MAYBANK: Strategic Plan ROAR30 Fuels Optimism for Banking Sector Performance
| Investment Bank | PUBLIC INVESTMENT BANK |
|---|---|
| TP (Target Price) | RM11.70 (+5.8%) |
| Last Traded | RM11.06 |
| Recommendation |
A major banking group has unveiled an ambitious five-year strategic blueprint, ROAR30, aimed at capitalising on long-term growth opportunities across ASEAN. The plan outlines a path to achieve a Return on Equity (ROE) of 13-14% by the financial year 2030, building on a strong track record of ROE growth from 9.3% in FY22 to 11.5% in the first nine months of FY25.
Key Financial Targets
The strategic plan sets several key financial targets, including maintaining a CASA ratio above 41%, a net interest margin (NIM) exceeding 2.05%, and keeping net credit cost stable at 20 basis points. Furthermore, the bank aims for its cost-to-income ratio (CTI) to fall below 47% and net operating income to grow at a compound annual growth rate (CAGR) of 5-6% from FY25-30F. These aspirations are expected to be supported by ongoing capital management initiatives.

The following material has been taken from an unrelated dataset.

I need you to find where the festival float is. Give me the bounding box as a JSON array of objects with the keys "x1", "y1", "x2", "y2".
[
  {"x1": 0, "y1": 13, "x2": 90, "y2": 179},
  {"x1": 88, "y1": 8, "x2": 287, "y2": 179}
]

Strategic Pillars and Growth Areas
The ROAR30 strategy is anchored on three main pillars: purpose, business at scale, and foundation. The “Purpose” pillar emphasizes humanising financial services, with a significant focus on expanding SME financing from RM60 billion to RM100 billion by September 2025, and an additional RM100 billion directed towards new-economy sectors like digital economy and advanced manufacturing.
Under “Business at Scale,” the bank intends to leverage its robust competitive position as a deeply entrenched ASEAN institution. This involves establishing regional and global leadership in key areas such as Islamic finance, wealth management, transactions and payments, and corporate and investment banking. This holistic approach is designed to unlock growth through synergies, enhance liquidity management, and boost income and profitability.
Future-Proofing and Outlook
To future-proof operations, the “Foundation” pillar includes an allocation of RM10 billion for technology investments over the next five years, averaging RM2 billion annually. While this significant investment may initially exert upward pressure on the CTI, management anticipates these costs will be offset by improvements in productivity, process re-engineering, automation, and an estimated 10% workforce attrition.
Given the bank’s proven track record, sustained asset quality improvement, and a higher share of low-cost CASA deposits, analysts view the ROAR30 targets as achievable. The target price for the stock has been raised to RM11.70, with an “Outperform” recommendation maintained, citing an attractive dividend yield of approximately 6%.